For over a century, scientists have relied on statistical sampling methods — essentially informed guessing — rather than solving the integral directly. These approximations work, but they’re computationally expensive and sometimes unreliable.
How THOR Works
THOR uses a mathematical technique called tensor train cross interpolation to compress enormous high-dimensional problems into manageable pieces. Rather than calculating every possible atomic configuration, the framework identifies patterns and symmetries in crystal structures, dramatically reducing what needs to be computed.
The system integrates machine learning atomic models to predict particle interactions, then exploits the repetitive nature of crystal lattices to simplify calculations further.
Real Results
The research team tested THOR on metals like copper and noble gases under extreme pressure, including crystalline argon. They also calculated tin’s solid-solid phase transition — a notoriously difficult problem in metallurgy.
In each case, THOR matched the accuracy of established Los Alamos simulations while completing the work 400 times faster. Problems that once required dedicated supercomputer time now run on standard research hardware.
“THOR AI opens the door to faster discoveries and a deeper understanding of materials,” said Truong, the lead author.
What This Means
Materials science drives everything from battery technology to aerospace engineering. Faster, more accurate predictions of material behavior could accelerate development of new alloys, superconductors, and structural materials.

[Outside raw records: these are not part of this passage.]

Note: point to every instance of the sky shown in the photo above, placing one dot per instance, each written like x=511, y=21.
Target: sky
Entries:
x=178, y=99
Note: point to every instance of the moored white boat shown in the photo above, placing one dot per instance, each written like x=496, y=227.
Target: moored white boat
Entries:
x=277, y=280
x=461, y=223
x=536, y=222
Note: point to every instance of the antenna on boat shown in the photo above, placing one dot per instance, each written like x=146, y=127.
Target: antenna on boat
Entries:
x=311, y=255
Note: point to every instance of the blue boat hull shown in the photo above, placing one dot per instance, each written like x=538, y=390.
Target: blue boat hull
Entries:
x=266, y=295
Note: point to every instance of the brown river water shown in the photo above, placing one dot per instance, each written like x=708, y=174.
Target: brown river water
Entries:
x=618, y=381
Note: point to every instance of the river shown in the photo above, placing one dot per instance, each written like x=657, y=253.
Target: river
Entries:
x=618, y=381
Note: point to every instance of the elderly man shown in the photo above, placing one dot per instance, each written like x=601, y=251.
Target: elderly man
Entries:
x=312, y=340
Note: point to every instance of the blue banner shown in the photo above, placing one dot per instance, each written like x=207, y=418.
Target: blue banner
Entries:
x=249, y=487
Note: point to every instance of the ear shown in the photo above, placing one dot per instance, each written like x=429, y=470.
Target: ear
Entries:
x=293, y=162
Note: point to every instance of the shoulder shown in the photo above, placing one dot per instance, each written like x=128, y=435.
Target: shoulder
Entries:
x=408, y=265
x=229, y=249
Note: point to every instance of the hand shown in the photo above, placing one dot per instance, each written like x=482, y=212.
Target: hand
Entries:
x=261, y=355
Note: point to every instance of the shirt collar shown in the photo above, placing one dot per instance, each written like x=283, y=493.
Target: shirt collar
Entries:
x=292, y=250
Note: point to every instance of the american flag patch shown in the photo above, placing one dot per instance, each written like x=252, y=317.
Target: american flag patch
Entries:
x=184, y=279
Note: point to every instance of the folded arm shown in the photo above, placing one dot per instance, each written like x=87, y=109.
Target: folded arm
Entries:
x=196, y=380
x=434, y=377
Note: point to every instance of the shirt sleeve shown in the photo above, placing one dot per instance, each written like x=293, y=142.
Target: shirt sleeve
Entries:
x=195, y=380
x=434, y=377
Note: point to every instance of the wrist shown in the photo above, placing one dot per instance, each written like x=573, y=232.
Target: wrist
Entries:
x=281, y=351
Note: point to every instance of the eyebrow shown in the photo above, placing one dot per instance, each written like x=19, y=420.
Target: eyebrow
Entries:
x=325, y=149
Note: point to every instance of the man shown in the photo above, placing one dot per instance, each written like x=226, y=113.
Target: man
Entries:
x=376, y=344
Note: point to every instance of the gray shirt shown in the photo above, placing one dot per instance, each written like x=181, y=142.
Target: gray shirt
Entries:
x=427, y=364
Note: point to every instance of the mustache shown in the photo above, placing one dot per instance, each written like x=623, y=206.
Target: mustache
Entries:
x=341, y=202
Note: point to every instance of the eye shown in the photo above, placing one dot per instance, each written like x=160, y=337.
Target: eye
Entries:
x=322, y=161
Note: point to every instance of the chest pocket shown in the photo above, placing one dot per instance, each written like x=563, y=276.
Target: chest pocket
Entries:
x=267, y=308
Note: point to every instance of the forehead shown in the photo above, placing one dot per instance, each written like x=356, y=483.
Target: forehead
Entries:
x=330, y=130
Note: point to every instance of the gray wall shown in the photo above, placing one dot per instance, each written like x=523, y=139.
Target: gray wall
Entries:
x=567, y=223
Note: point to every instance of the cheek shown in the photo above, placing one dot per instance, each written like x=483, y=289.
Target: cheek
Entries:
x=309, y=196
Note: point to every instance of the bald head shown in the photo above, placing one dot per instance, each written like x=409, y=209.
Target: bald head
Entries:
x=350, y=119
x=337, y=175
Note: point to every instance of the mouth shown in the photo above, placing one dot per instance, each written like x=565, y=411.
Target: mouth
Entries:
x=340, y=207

The framework is particularly useful for extreme conditions — high pressure, high temperature — where experimental testing is expensive or impossible. Researchers can now screen candidate materials computationally before committing to lab work.
Open Source
THOR is available on GitHub under a BSD-3 license, meaning any research group can use and modify it. The repository includes implementations in Fortran, MATLAB, and Python, making it accessible across different computational environments.
The framework currently handles crystalline solids. Extensions to amorphous materials, liquids, and more complex systems are likely next, though the researchers haven’t announced specific timelines.
The Fine Print
While the speed improvements are dramatic, THOR still requires expertise to use effectively. Setting up tensor network calculations for new materials demands understanding of both the physics and the mathematical framework.
The framework also depends on accurate machine learning models for atomic interactions. For well-studied materials, these exist. For exotic compounds, building the necessary models adds upfront work.
Still, replacing a century of approximations with direct calculations represents genuine progress. When a technique works across copper, argon, and tin, it’s likely to generalize well.